On Behalf of | Sep 11, 2013 | Family Immigration

The Trust Act is all about a lack of trust between the state and federal governments. The California Senate recently passed the Trust Act and, after another review by the house, the controversial immigration legislation will go to Governor Jerry Brown for signature. It’s not definite that he’ll sign it because he vetoed it last year. The Act would restrict local police from detaining undocumented immigrants without serious criminal records on behalf of federal immigration authorities.

The veto last year was based on Brown’s feeling that too many crimes were left out as not being “serious” under the bill. It’s expected that much of that concern was corrected in the new bill that will go to Brown. However, Brown has not yet declared his backing or opposition this time around.

The bill is a reaction to the “Secure Communities” enforcement program under which federal agencies identify undocumented immigrants detained by local law enforcement by sharing fingerprints and other data. The program had led to almost 80,000 deportations in California according to press reports. The program is part and parcel to President Obama’s policy of ramping up deportation since 2008.

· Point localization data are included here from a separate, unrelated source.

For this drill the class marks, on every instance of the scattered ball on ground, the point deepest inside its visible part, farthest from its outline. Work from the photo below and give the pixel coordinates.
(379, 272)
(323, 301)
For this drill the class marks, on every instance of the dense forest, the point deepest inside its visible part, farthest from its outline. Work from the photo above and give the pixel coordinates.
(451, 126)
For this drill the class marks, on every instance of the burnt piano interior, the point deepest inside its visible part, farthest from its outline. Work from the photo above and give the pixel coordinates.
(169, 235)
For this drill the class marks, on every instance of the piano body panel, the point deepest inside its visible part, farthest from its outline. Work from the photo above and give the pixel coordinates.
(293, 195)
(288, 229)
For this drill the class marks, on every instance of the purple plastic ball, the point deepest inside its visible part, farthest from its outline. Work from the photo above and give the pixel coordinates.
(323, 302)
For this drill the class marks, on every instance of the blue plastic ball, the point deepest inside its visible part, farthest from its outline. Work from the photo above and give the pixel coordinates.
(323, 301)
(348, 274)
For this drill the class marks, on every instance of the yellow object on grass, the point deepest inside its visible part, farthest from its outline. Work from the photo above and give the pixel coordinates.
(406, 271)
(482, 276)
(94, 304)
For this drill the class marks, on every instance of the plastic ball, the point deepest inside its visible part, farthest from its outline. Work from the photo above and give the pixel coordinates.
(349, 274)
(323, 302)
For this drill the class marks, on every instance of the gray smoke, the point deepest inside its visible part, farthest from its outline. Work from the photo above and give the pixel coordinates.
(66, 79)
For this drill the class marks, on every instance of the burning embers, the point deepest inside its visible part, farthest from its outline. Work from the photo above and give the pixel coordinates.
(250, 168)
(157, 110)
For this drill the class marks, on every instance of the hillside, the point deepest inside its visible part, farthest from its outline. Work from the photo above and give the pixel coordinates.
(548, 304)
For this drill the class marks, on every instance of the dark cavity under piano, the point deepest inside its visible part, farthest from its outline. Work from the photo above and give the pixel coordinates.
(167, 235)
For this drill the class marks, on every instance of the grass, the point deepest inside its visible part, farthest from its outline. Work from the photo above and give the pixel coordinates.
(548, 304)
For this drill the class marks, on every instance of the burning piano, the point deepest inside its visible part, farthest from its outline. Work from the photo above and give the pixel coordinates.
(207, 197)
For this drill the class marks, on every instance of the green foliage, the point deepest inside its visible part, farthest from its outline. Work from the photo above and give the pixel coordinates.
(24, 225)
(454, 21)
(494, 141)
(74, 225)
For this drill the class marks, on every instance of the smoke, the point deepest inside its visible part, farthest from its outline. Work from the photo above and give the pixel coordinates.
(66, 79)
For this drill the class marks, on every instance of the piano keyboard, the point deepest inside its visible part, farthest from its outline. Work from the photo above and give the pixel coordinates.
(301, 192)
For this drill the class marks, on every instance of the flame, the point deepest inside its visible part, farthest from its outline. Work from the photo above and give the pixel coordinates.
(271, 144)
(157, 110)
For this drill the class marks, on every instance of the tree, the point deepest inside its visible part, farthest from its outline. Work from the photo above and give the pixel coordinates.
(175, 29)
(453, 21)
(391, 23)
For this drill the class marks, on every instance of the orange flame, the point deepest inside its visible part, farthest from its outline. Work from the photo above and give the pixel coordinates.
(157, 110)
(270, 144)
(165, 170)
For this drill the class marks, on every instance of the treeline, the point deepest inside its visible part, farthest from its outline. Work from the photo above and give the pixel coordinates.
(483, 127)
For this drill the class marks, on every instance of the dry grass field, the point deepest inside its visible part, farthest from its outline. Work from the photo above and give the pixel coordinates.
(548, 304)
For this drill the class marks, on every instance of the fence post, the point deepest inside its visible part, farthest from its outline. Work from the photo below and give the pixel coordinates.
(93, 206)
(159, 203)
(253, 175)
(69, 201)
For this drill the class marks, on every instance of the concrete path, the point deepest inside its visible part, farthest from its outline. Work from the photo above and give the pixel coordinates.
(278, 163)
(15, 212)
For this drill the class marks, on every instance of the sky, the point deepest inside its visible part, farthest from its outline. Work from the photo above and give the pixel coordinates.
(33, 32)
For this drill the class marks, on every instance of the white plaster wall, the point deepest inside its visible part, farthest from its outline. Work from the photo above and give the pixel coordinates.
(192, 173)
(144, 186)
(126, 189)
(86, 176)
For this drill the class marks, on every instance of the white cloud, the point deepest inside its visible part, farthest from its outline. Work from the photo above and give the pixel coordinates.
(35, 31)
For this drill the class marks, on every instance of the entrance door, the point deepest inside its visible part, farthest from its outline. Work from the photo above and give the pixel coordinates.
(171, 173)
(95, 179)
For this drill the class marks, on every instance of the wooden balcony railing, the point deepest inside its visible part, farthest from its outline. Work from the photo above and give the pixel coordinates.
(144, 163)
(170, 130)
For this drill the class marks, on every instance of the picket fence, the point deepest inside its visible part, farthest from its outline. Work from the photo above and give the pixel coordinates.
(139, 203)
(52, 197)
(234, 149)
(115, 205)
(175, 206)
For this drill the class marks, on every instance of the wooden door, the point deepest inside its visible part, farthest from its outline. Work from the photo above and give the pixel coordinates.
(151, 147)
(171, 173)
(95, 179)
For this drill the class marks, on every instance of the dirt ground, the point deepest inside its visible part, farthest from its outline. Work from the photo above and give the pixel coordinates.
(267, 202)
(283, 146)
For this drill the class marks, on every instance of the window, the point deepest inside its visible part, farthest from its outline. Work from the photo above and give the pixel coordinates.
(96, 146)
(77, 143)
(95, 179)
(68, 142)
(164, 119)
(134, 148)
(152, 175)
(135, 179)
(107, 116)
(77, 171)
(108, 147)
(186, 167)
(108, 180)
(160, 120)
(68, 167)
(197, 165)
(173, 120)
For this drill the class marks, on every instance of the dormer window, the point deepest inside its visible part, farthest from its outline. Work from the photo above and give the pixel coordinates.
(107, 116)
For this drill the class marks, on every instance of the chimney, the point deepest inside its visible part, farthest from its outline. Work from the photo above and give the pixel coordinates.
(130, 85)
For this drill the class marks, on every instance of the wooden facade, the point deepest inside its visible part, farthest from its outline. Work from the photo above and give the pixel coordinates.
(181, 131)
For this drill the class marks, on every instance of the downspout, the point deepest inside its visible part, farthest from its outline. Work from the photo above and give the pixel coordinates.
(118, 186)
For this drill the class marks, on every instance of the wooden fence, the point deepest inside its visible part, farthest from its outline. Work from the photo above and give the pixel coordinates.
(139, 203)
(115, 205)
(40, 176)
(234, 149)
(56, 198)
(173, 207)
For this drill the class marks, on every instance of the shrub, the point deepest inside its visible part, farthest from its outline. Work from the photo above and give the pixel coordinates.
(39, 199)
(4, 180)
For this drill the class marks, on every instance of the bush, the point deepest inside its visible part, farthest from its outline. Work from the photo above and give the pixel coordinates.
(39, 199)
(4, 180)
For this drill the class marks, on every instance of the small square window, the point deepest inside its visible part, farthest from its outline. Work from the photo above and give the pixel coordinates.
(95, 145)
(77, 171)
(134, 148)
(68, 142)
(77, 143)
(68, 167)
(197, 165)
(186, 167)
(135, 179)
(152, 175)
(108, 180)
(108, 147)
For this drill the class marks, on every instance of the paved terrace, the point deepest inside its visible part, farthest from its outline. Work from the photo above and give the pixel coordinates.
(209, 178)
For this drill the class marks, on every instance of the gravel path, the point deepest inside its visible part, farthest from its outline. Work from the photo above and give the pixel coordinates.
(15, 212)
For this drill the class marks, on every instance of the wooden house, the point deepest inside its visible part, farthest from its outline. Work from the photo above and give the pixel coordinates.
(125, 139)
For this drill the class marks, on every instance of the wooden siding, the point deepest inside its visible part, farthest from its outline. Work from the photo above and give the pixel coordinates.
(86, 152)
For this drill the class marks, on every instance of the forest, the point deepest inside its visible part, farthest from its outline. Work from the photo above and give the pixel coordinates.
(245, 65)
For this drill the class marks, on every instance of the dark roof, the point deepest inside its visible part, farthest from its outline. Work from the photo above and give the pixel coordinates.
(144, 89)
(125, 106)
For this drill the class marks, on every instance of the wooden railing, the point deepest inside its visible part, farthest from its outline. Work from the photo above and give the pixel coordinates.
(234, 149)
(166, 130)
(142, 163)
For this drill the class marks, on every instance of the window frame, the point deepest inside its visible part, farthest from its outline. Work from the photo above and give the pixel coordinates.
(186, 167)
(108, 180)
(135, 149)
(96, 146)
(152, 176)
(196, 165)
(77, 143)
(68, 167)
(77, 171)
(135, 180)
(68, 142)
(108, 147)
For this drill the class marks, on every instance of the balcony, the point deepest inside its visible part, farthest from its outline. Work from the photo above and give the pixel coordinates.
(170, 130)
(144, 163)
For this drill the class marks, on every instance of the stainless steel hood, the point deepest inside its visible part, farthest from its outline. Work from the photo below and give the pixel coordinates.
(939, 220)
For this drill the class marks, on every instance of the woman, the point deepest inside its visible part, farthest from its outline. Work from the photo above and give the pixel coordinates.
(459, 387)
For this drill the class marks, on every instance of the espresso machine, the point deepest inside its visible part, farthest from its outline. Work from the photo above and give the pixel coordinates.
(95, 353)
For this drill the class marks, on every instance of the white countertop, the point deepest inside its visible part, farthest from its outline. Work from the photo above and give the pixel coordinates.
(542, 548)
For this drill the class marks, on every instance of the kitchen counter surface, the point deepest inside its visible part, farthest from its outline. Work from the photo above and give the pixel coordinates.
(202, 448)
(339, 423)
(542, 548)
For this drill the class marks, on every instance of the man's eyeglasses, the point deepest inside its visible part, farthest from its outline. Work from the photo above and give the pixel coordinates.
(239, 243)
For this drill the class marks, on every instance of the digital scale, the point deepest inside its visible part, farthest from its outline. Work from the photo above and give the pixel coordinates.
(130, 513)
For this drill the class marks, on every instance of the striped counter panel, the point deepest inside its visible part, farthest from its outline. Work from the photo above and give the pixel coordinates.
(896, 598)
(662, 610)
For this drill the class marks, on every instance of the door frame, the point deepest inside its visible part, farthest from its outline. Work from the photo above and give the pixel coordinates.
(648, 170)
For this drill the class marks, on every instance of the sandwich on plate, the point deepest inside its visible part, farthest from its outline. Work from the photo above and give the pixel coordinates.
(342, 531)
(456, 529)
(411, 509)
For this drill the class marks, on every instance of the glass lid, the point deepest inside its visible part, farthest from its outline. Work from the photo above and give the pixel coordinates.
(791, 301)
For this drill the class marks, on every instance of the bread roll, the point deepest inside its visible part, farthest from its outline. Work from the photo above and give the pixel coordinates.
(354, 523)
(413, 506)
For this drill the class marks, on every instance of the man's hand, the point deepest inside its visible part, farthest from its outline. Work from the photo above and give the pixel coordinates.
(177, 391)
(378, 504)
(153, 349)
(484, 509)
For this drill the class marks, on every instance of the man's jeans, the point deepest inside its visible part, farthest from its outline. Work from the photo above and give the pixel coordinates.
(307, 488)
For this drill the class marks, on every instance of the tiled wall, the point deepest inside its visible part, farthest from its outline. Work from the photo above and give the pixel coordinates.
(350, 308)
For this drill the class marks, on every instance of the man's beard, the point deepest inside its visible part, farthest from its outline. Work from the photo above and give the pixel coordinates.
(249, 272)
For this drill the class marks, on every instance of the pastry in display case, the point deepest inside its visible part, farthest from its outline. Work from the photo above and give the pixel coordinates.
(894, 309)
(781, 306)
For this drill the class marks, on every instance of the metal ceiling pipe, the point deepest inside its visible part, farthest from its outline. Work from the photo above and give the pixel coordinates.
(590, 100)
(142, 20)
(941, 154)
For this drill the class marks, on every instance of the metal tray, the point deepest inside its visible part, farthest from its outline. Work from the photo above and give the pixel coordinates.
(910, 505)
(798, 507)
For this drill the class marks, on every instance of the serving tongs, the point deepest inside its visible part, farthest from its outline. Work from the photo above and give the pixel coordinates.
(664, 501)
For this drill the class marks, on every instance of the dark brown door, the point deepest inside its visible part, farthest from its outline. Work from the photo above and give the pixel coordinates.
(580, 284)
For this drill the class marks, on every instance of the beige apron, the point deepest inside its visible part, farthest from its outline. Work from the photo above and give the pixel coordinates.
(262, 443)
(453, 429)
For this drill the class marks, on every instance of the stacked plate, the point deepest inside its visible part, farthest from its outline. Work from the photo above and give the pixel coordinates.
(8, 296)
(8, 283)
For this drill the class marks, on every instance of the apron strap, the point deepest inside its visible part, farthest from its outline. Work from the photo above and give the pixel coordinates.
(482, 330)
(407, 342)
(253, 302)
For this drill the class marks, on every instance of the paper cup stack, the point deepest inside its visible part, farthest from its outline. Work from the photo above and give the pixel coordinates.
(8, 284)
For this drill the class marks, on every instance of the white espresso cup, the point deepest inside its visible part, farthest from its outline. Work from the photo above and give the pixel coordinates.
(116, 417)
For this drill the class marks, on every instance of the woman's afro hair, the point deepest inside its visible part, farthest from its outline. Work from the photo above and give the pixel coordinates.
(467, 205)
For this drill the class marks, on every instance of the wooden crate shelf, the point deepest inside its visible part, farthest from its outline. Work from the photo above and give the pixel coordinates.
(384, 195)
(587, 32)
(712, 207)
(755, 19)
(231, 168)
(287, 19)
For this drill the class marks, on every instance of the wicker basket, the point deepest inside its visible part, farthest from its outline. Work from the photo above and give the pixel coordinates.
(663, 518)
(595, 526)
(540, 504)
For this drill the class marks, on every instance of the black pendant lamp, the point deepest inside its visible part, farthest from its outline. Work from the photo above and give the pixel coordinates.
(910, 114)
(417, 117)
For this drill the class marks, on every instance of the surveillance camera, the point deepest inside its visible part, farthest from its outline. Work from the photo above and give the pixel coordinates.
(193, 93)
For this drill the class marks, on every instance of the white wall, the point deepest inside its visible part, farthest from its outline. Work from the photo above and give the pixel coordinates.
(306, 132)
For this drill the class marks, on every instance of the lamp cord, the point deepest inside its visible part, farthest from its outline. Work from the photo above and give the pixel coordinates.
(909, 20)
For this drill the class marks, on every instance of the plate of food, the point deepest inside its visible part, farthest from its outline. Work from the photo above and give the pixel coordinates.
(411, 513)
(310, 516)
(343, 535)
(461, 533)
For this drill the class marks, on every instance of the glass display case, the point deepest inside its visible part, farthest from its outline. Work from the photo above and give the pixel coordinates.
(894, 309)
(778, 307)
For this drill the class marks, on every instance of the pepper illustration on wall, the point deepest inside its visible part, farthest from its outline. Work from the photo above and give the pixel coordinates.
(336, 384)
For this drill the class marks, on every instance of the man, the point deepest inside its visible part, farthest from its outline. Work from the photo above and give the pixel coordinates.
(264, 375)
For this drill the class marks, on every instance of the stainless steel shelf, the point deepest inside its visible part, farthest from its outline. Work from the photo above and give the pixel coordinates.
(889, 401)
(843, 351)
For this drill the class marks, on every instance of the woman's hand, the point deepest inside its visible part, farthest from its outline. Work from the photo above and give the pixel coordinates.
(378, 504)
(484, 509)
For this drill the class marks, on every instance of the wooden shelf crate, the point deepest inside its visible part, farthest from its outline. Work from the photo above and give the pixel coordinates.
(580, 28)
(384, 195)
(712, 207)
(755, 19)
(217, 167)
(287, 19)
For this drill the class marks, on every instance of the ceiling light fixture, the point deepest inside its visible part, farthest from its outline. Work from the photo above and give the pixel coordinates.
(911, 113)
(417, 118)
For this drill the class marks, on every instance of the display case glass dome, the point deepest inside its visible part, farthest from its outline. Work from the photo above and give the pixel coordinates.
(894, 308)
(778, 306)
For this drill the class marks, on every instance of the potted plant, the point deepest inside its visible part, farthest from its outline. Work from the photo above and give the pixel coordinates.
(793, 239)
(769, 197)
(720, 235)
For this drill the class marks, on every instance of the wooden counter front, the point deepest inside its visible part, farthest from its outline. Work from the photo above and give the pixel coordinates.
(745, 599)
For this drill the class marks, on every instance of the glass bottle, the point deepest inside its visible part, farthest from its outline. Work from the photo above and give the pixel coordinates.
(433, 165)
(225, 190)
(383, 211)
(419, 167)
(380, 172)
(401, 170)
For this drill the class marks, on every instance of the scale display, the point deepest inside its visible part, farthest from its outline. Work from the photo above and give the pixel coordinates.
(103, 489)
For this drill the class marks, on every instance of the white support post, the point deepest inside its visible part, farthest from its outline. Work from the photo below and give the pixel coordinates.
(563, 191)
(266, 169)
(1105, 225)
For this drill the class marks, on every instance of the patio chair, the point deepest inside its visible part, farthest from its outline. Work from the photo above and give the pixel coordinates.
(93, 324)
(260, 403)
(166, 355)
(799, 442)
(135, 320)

The administration has been expelling about 400,000 people per year, without in many cases giving them an opportunity to present a deportation defense. Administration officials view Secure Communities as a way to focus on deporting people with serious criminal records merely by identifying them through questionable procedures and deporting them without further ado. Opponents say that the program ensnares many non-criminals or low-level offenders, undermines trust between immigrant communities and police, and makes the state pay the bill for locking people up.

The Act also raises due process questions about the use of immigration detainers in California. ICE uses these to ask local police to hold suspected deportable immigrants. The detainers, however, do not comply with findings of probable cause or even reasonable suspicion, and are so flawed that at times they’ve been placed on United States citizens as well as immigrants who have a valid deportation defense.